The Power of Small: Nanotechnology

Courtesy of Ricardo Decca

Courtesy of Ricardo Decca

Consider the idea of creating materials, devices, and systems on the surface of something 50,000 times finer than a single strand of human hair. Now, consider the ability to control these properties and functionalities at the nanoscale to open doors to new solutions to some of the world's leading struggles.

Though this may sound like an out of this world vision, it’s actually microscopic reality.

“In general, when the scales are reduced to a billionth of what we are used to, we enter the ‘nano’ realm. Loosely, 1 nano equals 1/1,000,000,000,” Professor Ricardo Decca, co-director of the Nanoscale Imaging Center at IUPUI, said through an email.

Through precise manufacturing and quality control it is possible to create products such as computers and motors that are only a few nanometers wide. These products are constructed by one of two ways: the ‘bottom up’ method, in which products are built from chemical reactions, or the ‘top down’ method, where a product is manufactured from larger materials that are carved away to obtain the shape and dimensions needed. In both cases, a controlled environment is crucial due to the fact that pollutants in the air have the potential to interfere with the process because pollutants are much larger than the nano.

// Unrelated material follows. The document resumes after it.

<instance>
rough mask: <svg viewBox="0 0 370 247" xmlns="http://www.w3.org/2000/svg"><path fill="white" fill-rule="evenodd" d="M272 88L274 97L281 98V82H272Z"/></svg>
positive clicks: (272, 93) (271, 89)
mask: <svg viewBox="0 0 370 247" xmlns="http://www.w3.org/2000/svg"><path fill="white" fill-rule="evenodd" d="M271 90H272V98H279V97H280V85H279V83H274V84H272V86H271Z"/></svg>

Though the process is tedious, the rewards are revolutionary.

Scientists and engineers are hard at work studying the effects of what happens when materials are purposely manipulated at the nanoscale and how these increased properties are putting their large-scale counterparts to shame.

“Nanoscale materials are more sustainable, reduce the amount of material you’re using, reduce the cost of the product, and reduce the waste you’re generating. Better performance, better functionality,” El-Mounayri, Associate Professor of Mechanical Engineer at IUPUI, said.

Studies show that nanotechnology may have immediate positive effects on renewable energy.

“You can code nanoparticles to improve the efficiency of solar cells,” El- Mounayri said. “Nanomaterial has a much higher surface to volume ratio, which in turn creates more surface area that is exposed to the sun. With more surface, comes more reactions, and the ability to absorb more energy from the sun.”

Image courtesy of Ricardo Decca

Image courtesy of Ricardo Decca

Nanoscience is also paving way for new technologies, having the ability to diagnose and treat cancer in a way that has not yet been possible. The idea is that doctors will potentially be able to use nanoparticles to detect, target, and destroy cancer cells without destroying the surrounding cells. Additionally, nanotechnology will hold the capability of earlier and more accurate diagnosis, as well as continuous tracking of a patient's treatment.

What was once thought of as science fiction can now be considered science fact, and many of these concepts may be assessable to us in the very near future.

“New science, new technology. Faster and more compact computers. Better communications. Potentially new ways to deal with sickness, better preservation of food, improvement in air quality, smaller carbon footprint…the list is quite extensive!” Professor Decca said, in regards to future possibilities.

When it comes to the dangers involving nanotechnology, Decca said, “In my view, there are two [dangers]. One is the things we still do not know about them. How toxic are they? When will nano-transistors fail? And the like. Those are the good dangers if you will. The ones we can solve with more research, an open mind.

“Then we have the misuse of a technology by say creating weapons, making new poisons. Those are political and socio-economical decisions. Much more complex than nanoscience per se in my view.”

Though only time can tell where nanotechnology may lead, it is without a doubt a revolution that holds the power to change the world on a colossal scale.